C'est dans ce climat de défiance que les autorités ont procédé par étapes, nuançant ce qui était à l'origine conçu comme une attestation vaccinale nécessaire à toute activité en public, pour y inclure le résultat d'un test négatif ou la preuve du rétablissement après infection au Covid-19, sur son modèle européen. L'exécutif avait aussi évoqué dès février la possibilité d'une attestation pour entrer et sortir du territoire, puis pour «l'accès à de grands événements sportifs ou culturels».

Libertés: « les garde-fous sautent un par un »

Le passeport sanitaire s'est d'abord imposé à l'échelle européenne sous le doux nom de «passeport vert», sur une décision de la Commission du 17 mars, adoptée par le Parlement le 29 avril. Si le nom est repris de celui mis en place en Israël, il reste plus souple que ce dernier, réservé aux seuls vaccinés. Le laissez-passer européen conditionne la libre circulation au sein de l'UE à ceux qui sont vaccinés, qui ont obtenu un test négatif ou qui ont guéri de l'infection. Un texte qui a rencontré un franc succès au cœur de l'hémicycle bruxellois et qui laisse toute latitude aux États d'être plus restrictifs dans son application.


Entre-temps, l'opinion s'est retournée en France: un nouveau sondage Harris Interactivedatant du 29 avril indique cette fois une adhésion majoritaire au fameux «sésame» qui agite les débats. Ils seraient donc 67% à plébisciter le plan détaillé par Emmanuel Macron, instaurant un «pass sanitaire afin d'accéder aux grands événements» à partir du 9 juin. La résignation serait donc en marche, constate amèrement l'ex-député conservateur:
«Toutes les restrictions sont possibles à partir du moment où nous entrons dans un régime qui aligne toutes les libertés, individuelles ou publiques, sur la base d'une certaine conception de la santé. Tous les garde-fous sautent un par un, laissant le champ libre à toutes les dérives. Et pour cela, le gouvernement mène une guerre d'usure aux Français», alerte Jean-Frédéric Poisson.
Selon lui, ne pas résister conduira inévitablement à un durcissement progressif des règles édictées par cette loi.
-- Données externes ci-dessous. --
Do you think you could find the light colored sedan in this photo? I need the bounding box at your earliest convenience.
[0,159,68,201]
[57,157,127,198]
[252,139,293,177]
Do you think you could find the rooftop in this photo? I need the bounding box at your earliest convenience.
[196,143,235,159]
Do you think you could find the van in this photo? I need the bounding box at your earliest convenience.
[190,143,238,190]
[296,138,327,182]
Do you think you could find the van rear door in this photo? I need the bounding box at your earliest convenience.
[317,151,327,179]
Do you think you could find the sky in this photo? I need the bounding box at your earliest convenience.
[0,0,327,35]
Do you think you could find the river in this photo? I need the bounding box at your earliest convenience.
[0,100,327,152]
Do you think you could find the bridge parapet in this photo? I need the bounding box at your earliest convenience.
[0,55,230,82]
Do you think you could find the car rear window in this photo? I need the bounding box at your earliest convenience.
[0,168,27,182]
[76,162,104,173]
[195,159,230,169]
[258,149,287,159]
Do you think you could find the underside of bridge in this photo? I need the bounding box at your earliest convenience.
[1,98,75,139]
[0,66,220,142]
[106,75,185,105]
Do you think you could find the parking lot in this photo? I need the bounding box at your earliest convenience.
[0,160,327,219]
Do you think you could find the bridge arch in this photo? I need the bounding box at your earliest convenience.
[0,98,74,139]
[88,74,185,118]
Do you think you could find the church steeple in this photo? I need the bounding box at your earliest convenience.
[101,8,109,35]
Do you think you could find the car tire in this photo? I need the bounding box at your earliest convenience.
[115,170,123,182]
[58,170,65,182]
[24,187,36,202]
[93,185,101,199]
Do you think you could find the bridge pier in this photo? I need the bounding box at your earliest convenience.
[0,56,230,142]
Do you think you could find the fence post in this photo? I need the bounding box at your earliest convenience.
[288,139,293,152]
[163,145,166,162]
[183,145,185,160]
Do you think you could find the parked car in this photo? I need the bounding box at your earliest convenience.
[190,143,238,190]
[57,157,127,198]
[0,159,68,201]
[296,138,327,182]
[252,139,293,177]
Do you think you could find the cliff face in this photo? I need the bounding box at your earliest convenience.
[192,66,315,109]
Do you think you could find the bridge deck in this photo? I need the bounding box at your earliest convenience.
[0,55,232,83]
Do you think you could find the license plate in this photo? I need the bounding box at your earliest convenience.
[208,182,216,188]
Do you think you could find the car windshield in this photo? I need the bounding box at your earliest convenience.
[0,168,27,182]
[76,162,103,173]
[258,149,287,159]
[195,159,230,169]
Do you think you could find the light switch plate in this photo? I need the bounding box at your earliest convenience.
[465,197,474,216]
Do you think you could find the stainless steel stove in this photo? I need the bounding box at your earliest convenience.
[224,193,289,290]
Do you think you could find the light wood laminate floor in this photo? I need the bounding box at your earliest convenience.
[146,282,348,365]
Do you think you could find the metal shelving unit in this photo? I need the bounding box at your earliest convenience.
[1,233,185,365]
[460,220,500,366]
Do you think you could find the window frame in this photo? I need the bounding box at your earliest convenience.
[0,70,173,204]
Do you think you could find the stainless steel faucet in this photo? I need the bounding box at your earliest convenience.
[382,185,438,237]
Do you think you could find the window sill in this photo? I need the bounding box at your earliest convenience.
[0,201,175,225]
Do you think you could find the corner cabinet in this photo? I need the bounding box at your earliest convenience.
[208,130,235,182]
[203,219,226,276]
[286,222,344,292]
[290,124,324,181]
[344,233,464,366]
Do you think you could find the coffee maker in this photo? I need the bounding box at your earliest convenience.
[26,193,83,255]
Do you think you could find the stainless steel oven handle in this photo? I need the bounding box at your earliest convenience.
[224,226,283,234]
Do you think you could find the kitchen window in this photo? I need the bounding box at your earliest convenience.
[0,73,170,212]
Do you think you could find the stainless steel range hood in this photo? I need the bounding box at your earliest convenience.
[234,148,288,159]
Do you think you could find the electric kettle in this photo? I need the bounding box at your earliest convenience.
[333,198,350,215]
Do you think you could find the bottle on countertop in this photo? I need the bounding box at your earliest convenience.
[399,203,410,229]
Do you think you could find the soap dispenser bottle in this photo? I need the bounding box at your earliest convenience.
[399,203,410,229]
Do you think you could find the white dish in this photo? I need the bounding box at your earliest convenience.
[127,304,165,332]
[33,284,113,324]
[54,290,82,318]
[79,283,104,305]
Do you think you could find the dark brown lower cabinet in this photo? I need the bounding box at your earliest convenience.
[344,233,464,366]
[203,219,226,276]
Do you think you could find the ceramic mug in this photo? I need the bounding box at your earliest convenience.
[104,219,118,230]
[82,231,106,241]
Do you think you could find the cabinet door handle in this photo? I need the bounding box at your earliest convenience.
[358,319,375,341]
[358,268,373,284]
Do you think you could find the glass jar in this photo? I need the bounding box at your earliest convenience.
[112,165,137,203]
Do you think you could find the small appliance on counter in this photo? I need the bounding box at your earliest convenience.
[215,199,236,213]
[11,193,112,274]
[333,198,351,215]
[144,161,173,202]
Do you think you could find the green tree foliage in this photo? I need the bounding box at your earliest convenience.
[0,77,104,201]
Le passeport sanitaire ne s'arrêtera pas en si bon chemin. «Pour preuve, le Conseil scientifique parle d'un dispositif "temporaire et exceptionnel" sans donner aucune date limite», souligne l'ancien maire de Rambouillet.

Résistance limitée au Parlement

Alors qu'ils doivent en continuer l'examen ce jeudi 6 mai, la Commission des Lois a cependant d'ores et déjà posé certaines conditions au texte défendu par Olivier Véran comme un dispositif anti-«cluster ou supercluster». Ainsi, contre l'avis du ministre de la Santé, Yaël Braun-Pivet, présidente de la commission, accompagnée de députés de la majorité, a pris soin d'inscrire un sous-amendement permettant d'exclure les «activités du quotidien» de cette future loi.

Enfin, lundi 10 mai, c'est sur les bancs de l'Assemblée nationale que l'amendement gouvernemental devrait être débattu. Mais bien qu'il promette des discussions houleuses, son sort ne devrait pas diverger de celui qu'il vient de connaître en Commission des lois, où seul un député de la majorité s'y est opposé.

La résistance reste tout de même de mise, précise Jean-Frédéric Poisson, qui espère que les saisines permettront de bloquer l'amendement.
«La protestation, la prise de parole et les manifestations auxquelles nous participons restent essentielles», jure le député de l'opposition, pourtant incertain de leur succès.